Fits linear and logistic regression models with pairwise interactions for two sets of covariates. The models fitted by this package obey strong heredity which implies that interaction of two covariates is only included if both main effects are included in the model. In the case of high dimensional data we may not wish to model all possible covariates and their interactions but a small subset of them, thus we utilize the penalized regression methods of Haris, Witten and Simon (2014).

Arguments

Details

Package:

FAMILY

Type:

Package

Version:

0.1.19

Date:

2015-06-20

License:

GPL-2

The package includes the following functions:

FAMILY:

Fit a penalized regression model for a grid of $alpha$ and $lambda$ values

predict.FAMILY:

Predict yhat or phat for a for a given data set from the fitted model

coef.FAMILY:

Extract the set of estimated non-zero coefficients

References

Haris, Witten and Simon (2014). Convex Modeling of Interactions with Strong Heredity. Available on ArXiv at http://arxiv.org/abs/1410.3517

Examples

Run this code

library(FAMILY)
library(pROC)
library(pheatmap)

#####################################################################################
#####################################################################################
############################# EXAMPLE - CONTINUOUS RESPONSE #########################
#####################################################################################
#####################################################################################

############################## GENERATE DATA ########################################

#Generate training set of covariates X and Z
set.seed(1)
X.tr<- matrix(rnorm(10*100),ncol = 10, nrow = 100)
Z.tr<- matrix(rnorm(15*100),ncol = 15, nrow = 100)

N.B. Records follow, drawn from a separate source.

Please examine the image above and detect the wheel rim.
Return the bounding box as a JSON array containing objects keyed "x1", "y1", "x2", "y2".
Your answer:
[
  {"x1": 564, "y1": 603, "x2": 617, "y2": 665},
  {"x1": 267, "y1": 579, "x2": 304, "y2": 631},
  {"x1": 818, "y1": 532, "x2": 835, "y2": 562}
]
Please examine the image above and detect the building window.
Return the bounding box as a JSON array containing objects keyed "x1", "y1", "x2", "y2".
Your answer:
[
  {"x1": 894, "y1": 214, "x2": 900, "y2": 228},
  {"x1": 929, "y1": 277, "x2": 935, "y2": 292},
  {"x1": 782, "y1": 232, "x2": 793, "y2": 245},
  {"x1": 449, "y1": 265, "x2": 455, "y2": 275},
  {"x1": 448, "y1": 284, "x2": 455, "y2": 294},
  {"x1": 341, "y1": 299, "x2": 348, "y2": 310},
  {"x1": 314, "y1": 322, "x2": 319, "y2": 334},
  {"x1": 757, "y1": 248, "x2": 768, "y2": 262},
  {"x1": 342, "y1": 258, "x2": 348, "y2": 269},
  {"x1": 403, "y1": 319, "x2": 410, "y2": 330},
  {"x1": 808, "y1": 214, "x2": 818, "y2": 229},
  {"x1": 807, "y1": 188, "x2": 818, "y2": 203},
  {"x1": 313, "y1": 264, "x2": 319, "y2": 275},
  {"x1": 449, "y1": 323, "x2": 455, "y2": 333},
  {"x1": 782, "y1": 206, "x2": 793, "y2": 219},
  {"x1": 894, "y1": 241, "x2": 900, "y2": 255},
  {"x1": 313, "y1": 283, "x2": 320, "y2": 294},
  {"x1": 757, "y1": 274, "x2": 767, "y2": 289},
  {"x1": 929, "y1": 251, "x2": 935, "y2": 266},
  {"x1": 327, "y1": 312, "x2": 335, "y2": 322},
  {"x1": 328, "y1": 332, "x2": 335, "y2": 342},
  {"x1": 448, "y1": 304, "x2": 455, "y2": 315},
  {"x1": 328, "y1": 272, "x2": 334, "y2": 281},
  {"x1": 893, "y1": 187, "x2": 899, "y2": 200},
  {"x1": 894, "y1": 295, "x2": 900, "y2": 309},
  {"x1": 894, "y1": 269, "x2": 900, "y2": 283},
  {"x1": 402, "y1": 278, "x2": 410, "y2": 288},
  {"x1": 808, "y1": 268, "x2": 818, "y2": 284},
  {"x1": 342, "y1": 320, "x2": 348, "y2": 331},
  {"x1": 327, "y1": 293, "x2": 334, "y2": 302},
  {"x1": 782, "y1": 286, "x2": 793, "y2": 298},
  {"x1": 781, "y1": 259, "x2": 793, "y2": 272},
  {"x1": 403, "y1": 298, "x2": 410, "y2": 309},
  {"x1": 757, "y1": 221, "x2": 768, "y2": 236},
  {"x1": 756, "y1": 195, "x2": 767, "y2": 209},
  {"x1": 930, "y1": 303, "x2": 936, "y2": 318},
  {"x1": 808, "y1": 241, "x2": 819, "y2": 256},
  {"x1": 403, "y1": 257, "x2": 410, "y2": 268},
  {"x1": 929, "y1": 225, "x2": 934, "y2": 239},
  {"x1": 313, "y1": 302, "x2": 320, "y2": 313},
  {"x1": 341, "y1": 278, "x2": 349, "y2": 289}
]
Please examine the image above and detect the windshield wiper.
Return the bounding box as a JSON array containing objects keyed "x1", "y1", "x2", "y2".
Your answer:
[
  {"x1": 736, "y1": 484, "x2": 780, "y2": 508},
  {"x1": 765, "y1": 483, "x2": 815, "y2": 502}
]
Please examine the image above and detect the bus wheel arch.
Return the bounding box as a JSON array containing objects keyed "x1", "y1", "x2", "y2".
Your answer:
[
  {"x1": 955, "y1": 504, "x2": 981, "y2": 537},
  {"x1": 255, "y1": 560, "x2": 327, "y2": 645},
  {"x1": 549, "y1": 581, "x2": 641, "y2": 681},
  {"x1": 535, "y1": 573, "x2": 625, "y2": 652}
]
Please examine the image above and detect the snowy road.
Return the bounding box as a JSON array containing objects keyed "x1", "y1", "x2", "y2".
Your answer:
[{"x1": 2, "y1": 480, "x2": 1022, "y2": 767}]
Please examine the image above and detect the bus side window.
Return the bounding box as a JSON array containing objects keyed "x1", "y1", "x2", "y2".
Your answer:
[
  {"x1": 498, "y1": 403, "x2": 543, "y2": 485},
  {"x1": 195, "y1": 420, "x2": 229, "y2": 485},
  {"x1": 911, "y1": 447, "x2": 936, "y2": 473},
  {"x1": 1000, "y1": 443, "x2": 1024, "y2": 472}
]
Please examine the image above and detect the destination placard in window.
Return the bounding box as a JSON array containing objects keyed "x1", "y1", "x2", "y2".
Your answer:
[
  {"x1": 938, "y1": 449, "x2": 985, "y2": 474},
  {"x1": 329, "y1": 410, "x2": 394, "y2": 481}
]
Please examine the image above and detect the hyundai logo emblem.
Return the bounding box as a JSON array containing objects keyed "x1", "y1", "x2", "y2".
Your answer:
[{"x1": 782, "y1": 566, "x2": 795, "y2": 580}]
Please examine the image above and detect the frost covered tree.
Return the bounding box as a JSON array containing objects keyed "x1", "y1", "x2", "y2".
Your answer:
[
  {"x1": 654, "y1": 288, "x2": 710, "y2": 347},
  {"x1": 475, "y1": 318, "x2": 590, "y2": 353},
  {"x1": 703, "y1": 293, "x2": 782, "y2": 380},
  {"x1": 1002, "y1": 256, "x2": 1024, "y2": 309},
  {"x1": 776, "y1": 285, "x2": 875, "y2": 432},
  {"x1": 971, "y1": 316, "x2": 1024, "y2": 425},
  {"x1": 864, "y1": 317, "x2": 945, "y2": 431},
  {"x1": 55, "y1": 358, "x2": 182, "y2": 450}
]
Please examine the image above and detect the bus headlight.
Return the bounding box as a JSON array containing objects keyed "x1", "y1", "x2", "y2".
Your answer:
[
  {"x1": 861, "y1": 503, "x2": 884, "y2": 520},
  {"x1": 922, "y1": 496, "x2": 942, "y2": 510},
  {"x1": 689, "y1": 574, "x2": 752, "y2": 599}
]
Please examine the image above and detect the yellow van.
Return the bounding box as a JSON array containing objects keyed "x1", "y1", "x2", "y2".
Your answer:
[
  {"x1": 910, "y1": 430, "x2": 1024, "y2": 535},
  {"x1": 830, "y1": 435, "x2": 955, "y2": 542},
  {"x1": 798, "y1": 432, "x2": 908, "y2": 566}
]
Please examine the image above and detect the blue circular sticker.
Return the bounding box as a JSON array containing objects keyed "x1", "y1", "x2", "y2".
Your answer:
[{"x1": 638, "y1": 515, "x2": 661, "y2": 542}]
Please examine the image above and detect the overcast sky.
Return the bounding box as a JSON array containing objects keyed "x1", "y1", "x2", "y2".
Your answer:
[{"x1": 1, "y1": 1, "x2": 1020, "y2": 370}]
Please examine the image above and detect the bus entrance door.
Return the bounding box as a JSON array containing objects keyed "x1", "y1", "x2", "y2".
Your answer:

#Generate test set of covariates X and Z
X.te<- matrix(rnorm(10*100),ncol = 10, nrow = 100)
Z.te<- matrix(rnorm(15*100),ncol = 15, nrow = 100)

#Scale appropiately
meanX<- apply(X.tr,2,mean)
meanY<- apply(Z.tr,2,mean)

X.tr<- scale(X.tr, scale = FALSE)
Z.tr<- scale(Z.tr, scale = FALSE)
X.te<- scale(X.te,center = meanX,scale = FALSE)
Z.te<- scale(Z.te,center = meanY,scale = FALSE)

#Generate full matrix of Covariates
w.tr<- c()
w.te<- c()
X1<- cbind(1,X.tr)
Z1<- cbind(1,Z.tr)
X2<- cbind(1,X.te)
Z2<- cbind(1,Z.te)

for(i in 1:16){
  for(j in 1:11){
    w.tr<- cbind(w.tr,X1[,j]*Z1[,i])
    w.te<- cbind(w.te, X2[,j]*Z2[,i])
  }
}

#Generate response variables with signal from 
#First 5 X features and 5 Z features.

#We construct the coefficient matrix B.
#B[1,1] contains the intercept
#B[-1,1] contains the main effects for X.
# For instance, B[2,1] is the main effect for the first feature in X.
#B[1,-1] contains the main effects for Z.
# For instance, B[1,10] is the coefficient for the 10th feature in Z.
#B[i+1,j+1] is the coefficient of X_i Z_j
B<- matrix(0,ncol = 16,nrow = 11)
rownames(B)<- c("inter" , paste("X",1:(nrow(B)-1),sep = ""))
colnames(B)<- c("inter" , paste("Z",1:(ncol(B)-1),sep = ""))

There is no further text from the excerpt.